Fireside, which employed 730 people at yearend 2008, has a loan portfolio in excess of $1 billion, making it one of the top financiers in the nation. It will continue to service its portfolio, winding down operations in the next few years. During that time, Unitrin hopes to recoup its $240 million investment in Fireside.
So what happened to Fireside? It lost $22.3 million last year and $38.8 million in 2007.
Though the Pleasanton, Calif.-based lender did business in 19 states, 65% of originations were concentrated in California, one of the states hardest hit by housing declines and rising unemployment.
Also, Fireside is an industrial bank, regulated by the California Department of Financial Institutions and subject to FDIC regulation. To that end, Fireside is required to maintain a certain level of reserves in cases of losses.
Last year, Fireside’s provision for loan losses included $77.7 million for loans originated in 2008 and a $32.3 million increase to estimated loss expectations for loans originated in 2007 and 2006. The reason for the higher losses, as set forth in Unitrin’s annual report: They were caused “primarily by a higher level of gross chargeoff and lower recovery rates due to higher levels of unemployment, lower auction prices on repossessed vehicles, and negative general economic conditions.”

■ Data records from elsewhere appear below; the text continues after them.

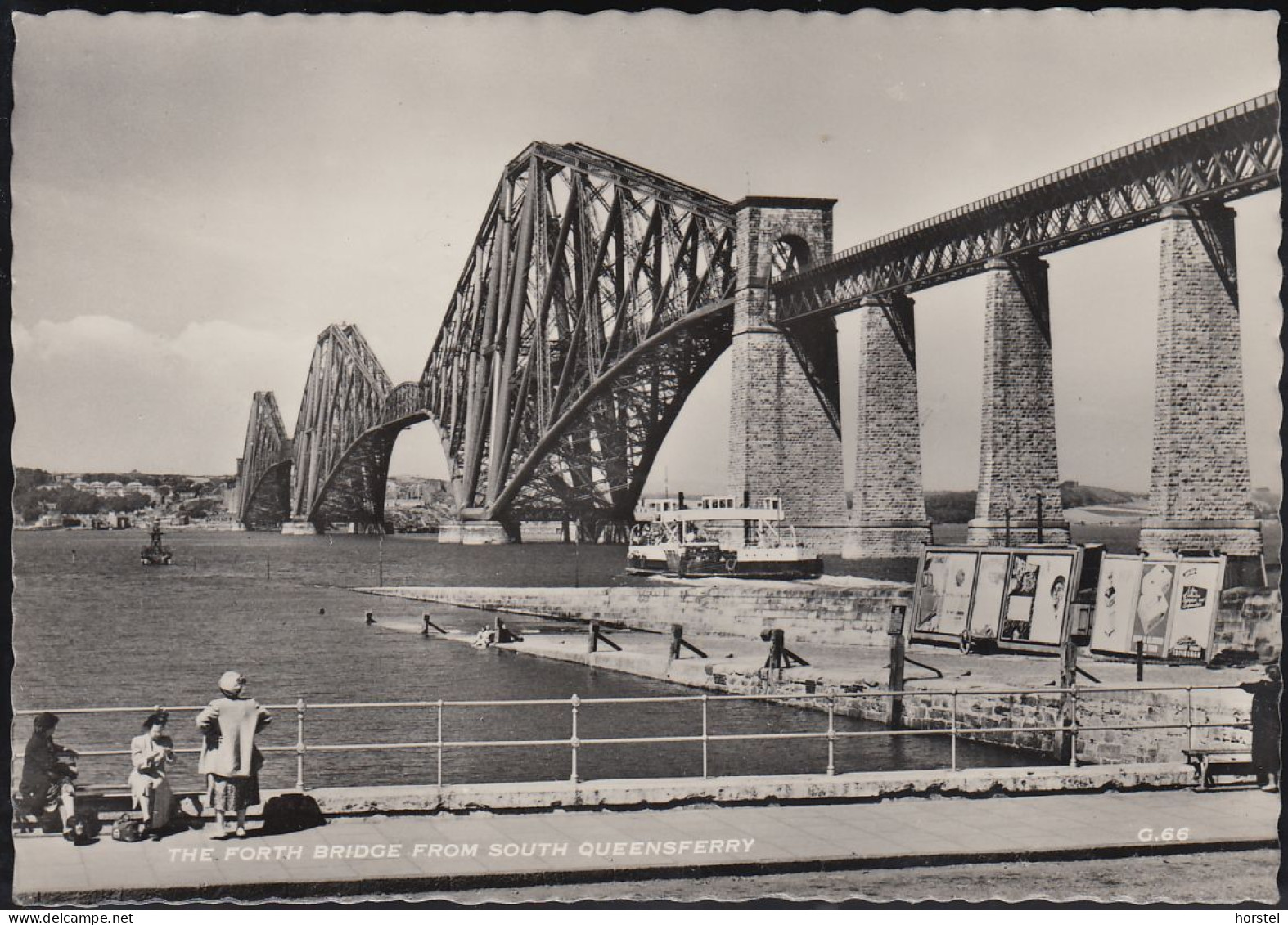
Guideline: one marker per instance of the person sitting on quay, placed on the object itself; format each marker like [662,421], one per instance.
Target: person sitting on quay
[228,756]
[48,771]
[151,754]
[1265,727]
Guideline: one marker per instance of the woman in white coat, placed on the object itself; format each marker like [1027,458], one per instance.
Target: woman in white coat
[228,756]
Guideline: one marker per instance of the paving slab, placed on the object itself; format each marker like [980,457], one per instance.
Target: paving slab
[459,852]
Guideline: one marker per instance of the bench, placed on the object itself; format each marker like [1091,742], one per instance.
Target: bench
[1209,763]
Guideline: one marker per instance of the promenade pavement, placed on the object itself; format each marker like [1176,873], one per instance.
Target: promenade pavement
[385,855]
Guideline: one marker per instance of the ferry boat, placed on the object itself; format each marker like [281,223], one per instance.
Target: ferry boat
[673,543]
[155,554]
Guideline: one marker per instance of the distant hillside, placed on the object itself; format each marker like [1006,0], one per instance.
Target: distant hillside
[958,507]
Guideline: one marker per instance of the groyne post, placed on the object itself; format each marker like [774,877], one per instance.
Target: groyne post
[299,743]
[705,775]
[439,743]
[574,741]
[597,635]
[898,653]
[1064,743]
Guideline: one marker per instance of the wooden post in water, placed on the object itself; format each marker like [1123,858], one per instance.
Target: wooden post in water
[1063,741]
[898,653]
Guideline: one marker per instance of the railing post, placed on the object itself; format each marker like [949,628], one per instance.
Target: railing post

The losses occurred despite efforts to mitigate risk with an improved risk-based-pricing and credit-scoring model implemented in early 2008, which “resulted in the prospective elimination of certain unprofitable segments of business written in prior years,” according to the 10K.
So what is it that makes a successful auto finance company? Fireside had been offering auto loans for half a century, yet was forced to retreat because of unprecedented turmoil in the auto sector and general economy. What might it have done differently to remain in the game, or what can other lenders learn from its demise?